- Kettleman Hills Location within California

Highest point
- Elevation: 415 m (1,362 ft)

Geography
- Country: United States
- State: California
- District: Kings County
- Range coordinates: 36°0′13.836″N 120°3′25.489″W﻿ / ﻿36.00384333°N 120.05708028°W
- Topo map: USGS La Cima

= Kettleman Hills =

Mountain range of the California Coast Ranges, in Kings County, California, USA

The Kettleman Hills is a low mountain range of the interior California Coast Ranges, in western Kings County, California. It is a northwest–southeast trending line of hills about 30 miles long which parallels the San Andreas Fault to the west.
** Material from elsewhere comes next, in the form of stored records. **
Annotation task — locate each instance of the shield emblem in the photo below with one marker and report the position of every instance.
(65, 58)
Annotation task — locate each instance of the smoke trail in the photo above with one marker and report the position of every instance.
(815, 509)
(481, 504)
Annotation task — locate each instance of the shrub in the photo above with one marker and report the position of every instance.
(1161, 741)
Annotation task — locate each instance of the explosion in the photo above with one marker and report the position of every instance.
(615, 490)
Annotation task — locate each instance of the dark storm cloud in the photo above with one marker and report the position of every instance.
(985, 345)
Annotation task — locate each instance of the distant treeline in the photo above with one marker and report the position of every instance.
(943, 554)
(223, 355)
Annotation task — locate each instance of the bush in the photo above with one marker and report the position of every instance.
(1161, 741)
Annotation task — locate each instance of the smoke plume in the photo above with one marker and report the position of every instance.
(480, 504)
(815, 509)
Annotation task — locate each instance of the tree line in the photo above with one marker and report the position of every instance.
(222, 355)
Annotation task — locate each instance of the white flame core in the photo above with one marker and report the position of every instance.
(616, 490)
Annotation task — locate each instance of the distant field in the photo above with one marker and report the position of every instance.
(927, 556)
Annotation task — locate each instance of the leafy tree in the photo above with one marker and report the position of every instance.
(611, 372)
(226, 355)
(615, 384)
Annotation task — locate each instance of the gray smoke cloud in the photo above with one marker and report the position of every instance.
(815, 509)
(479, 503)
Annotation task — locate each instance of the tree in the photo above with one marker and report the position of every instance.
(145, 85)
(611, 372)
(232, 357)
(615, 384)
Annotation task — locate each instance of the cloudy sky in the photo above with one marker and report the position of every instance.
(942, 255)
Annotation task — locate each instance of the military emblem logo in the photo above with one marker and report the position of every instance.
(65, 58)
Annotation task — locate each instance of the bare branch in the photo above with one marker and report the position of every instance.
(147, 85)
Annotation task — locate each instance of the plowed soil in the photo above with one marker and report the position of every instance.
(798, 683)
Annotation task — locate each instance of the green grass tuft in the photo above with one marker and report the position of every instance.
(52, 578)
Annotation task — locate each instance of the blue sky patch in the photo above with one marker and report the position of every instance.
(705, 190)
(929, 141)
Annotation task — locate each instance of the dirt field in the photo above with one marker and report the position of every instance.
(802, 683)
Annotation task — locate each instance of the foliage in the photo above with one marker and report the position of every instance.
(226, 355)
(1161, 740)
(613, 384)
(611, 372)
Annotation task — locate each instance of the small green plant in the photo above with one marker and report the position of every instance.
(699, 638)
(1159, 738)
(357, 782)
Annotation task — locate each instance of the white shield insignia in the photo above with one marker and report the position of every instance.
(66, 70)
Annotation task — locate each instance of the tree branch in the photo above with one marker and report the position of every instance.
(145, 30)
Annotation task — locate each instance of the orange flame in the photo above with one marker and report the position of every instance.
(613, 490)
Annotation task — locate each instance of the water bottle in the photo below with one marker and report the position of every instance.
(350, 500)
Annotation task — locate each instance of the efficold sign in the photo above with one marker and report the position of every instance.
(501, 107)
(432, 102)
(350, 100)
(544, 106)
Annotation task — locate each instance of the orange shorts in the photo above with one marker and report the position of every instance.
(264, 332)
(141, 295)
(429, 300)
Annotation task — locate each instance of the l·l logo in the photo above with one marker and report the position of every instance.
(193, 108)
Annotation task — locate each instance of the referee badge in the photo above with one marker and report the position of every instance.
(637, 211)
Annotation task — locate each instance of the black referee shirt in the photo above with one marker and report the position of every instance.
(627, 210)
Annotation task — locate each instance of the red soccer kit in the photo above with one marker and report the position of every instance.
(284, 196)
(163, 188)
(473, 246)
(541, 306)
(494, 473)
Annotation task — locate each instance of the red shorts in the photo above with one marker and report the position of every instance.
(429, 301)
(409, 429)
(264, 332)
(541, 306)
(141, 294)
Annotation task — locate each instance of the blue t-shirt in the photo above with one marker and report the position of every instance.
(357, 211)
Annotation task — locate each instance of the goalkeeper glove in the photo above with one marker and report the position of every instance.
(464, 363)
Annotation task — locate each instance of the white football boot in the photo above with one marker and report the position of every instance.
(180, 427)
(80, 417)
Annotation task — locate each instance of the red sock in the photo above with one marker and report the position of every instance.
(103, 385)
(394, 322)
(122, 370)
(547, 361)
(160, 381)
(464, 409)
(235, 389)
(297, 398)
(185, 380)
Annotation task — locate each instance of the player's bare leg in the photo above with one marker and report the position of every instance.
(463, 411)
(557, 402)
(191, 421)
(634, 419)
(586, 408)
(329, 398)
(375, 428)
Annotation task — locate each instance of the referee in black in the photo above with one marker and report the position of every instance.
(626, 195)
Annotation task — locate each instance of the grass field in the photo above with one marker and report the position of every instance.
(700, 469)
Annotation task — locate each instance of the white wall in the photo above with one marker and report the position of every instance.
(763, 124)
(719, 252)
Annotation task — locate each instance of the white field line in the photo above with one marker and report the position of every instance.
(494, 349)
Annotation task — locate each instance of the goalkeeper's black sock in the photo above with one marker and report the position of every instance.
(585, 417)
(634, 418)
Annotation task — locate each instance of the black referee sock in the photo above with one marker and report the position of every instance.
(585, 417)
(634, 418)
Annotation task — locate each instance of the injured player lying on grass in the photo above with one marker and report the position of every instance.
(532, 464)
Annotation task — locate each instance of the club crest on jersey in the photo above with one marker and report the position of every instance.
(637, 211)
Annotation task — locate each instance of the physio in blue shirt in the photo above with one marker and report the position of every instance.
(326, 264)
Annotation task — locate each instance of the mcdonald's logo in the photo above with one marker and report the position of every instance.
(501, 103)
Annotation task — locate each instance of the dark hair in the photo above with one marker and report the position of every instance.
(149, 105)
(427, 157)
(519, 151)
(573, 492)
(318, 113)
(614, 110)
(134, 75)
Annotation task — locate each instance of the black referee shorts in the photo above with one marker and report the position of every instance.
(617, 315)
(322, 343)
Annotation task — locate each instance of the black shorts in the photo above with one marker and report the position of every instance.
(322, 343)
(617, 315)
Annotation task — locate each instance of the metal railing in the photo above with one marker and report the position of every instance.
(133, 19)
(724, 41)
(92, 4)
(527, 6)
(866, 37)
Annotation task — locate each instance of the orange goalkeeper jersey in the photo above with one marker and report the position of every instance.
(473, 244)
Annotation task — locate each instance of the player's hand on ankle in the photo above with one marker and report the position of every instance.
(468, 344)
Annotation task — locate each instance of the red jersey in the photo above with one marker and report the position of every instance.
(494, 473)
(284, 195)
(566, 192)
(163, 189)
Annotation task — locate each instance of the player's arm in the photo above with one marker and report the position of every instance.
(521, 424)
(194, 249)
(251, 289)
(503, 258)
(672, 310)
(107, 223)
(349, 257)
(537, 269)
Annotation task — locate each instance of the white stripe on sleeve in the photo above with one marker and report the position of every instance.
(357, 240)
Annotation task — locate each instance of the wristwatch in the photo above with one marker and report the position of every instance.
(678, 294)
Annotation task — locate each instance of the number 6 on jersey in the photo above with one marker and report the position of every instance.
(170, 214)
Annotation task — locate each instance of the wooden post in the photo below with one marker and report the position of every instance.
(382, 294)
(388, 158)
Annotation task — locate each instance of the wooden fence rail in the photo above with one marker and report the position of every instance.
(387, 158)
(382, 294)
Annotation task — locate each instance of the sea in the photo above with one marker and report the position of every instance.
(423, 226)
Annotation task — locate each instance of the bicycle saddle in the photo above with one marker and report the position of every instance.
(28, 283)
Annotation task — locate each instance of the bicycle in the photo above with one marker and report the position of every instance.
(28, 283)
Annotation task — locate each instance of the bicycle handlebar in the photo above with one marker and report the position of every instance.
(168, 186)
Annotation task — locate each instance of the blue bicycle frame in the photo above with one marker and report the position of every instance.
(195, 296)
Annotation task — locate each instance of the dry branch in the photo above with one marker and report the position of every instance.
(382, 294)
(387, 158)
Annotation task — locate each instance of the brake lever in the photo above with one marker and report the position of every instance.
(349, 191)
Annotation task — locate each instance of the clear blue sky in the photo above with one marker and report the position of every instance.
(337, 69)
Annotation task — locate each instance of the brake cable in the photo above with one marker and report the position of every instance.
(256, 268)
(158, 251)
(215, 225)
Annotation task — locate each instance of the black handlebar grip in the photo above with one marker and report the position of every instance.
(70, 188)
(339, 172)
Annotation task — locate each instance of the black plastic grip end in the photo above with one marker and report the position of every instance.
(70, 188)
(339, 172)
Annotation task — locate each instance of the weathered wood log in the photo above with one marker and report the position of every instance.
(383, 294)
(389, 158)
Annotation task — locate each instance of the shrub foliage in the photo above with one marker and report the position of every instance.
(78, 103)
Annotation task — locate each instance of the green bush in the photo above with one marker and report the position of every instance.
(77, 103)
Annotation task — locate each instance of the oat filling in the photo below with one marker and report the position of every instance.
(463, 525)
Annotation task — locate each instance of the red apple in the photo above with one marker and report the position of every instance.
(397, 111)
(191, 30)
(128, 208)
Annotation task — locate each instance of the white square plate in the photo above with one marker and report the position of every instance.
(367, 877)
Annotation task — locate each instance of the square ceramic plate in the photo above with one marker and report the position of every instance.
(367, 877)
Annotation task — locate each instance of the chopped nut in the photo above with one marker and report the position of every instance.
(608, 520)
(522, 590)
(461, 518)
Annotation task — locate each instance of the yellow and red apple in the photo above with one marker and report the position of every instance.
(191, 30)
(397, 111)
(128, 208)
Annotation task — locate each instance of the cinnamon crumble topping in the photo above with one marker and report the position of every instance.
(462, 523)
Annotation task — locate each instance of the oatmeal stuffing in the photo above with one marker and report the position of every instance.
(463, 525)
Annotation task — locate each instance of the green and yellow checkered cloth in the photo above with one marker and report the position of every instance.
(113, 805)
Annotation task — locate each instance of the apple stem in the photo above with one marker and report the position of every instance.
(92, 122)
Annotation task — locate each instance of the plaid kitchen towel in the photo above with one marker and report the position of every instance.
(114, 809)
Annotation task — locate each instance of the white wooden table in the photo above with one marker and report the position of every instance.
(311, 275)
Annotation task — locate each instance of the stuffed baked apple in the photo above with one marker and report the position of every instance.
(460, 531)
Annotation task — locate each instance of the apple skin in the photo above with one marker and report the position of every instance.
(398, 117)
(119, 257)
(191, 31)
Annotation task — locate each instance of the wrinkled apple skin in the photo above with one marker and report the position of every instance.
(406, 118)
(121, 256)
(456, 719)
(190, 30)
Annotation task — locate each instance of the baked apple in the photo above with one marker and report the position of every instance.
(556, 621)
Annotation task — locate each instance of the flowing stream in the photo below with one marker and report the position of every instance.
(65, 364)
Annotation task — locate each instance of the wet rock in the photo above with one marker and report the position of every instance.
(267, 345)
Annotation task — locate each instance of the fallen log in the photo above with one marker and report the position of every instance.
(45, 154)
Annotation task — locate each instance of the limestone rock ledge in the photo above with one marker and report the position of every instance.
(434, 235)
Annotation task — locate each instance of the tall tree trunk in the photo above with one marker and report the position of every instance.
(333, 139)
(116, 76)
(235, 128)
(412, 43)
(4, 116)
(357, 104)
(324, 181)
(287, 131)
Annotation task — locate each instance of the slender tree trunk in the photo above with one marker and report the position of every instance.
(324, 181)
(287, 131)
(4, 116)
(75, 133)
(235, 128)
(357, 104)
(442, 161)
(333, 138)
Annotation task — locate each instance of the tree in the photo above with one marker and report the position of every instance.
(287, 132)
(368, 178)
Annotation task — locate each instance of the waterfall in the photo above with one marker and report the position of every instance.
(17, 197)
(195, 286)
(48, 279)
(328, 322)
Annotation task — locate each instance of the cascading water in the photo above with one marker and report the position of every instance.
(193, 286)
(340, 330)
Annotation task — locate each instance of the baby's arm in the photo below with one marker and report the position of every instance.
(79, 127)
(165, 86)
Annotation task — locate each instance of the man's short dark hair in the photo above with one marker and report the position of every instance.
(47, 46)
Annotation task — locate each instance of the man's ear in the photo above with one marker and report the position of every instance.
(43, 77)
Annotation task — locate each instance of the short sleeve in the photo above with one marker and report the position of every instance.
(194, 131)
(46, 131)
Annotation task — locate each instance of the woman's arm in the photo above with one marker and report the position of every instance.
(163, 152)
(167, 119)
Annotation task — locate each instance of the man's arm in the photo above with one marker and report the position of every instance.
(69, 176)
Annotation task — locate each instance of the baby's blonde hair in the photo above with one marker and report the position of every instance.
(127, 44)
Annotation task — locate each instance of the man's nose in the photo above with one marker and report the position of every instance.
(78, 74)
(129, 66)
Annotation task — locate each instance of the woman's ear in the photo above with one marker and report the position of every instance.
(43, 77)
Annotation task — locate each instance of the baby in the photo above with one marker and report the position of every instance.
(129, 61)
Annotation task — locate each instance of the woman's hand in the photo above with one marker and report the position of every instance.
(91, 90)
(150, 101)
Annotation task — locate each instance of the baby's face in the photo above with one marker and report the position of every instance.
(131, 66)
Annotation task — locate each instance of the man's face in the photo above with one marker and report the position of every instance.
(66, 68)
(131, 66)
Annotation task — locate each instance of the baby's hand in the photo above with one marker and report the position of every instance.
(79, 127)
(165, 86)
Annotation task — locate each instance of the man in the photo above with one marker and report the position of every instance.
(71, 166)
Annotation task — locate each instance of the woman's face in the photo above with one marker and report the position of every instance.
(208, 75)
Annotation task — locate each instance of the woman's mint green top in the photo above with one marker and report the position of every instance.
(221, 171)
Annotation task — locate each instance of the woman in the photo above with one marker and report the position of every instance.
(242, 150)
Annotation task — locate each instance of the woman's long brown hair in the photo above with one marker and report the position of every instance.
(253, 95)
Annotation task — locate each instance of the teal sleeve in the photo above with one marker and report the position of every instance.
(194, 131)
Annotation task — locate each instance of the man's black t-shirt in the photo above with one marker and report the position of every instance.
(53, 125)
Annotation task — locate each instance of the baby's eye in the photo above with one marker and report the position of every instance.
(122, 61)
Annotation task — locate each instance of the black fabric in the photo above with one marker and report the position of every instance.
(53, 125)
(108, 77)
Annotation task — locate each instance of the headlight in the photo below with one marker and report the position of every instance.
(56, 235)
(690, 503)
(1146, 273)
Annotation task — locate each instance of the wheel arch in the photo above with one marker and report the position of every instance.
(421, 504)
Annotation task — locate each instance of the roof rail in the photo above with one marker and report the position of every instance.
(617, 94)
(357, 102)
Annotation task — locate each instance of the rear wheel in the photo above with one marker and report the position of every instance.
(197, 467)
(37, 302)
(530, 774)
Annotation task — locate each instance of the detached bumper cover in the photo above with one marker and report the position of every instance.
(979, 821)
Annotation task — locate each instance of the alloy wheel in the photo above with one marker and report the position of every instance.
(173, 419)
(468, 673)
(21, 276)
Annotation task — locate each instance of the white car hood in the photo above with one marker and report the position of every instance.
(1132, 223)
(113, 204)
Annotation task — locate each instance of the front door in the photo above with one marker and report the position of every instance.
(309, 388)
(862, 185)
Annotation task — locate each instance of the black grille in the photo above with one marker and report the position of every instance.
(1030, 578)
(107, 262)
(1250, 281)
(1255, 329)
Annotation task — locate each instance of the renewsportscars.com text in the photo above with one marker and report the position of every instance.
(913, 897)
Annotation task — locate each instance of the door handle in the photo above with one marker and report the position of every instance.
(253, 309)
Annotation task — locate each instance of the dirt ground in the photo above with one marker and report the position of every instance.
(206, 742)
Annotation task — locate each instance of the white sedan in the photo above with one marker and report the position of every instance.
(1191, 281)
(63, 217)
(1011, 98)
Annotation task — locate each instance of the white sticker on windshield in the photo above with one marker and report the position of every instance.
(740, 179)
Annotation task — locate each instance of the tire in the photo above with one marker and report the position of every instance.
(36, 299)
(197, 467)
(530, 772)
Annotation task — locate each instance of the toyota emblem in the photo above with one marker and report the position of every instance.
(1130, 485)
The Kettleman Hills are named (though misspelled) after Dave Kettelman, a pioneer sheep and cattle rancher who grazed his animals there in the 1860s. The hills, which rise to an elevation of approximately 1200 feet, divide the San Joaquin Valley on the east from the much smaller Kettleman Plain to the west. They are the location of the Kettleman North Dome Oil Field.

The Kettleman Hills Hazardous Waste Facility, a large (1600 acres) hazardous waste and municipal solid waste disposal facility operated by Waste Management, Inc., is located 3.5 mi southwest of Kettleman City on State Route 41.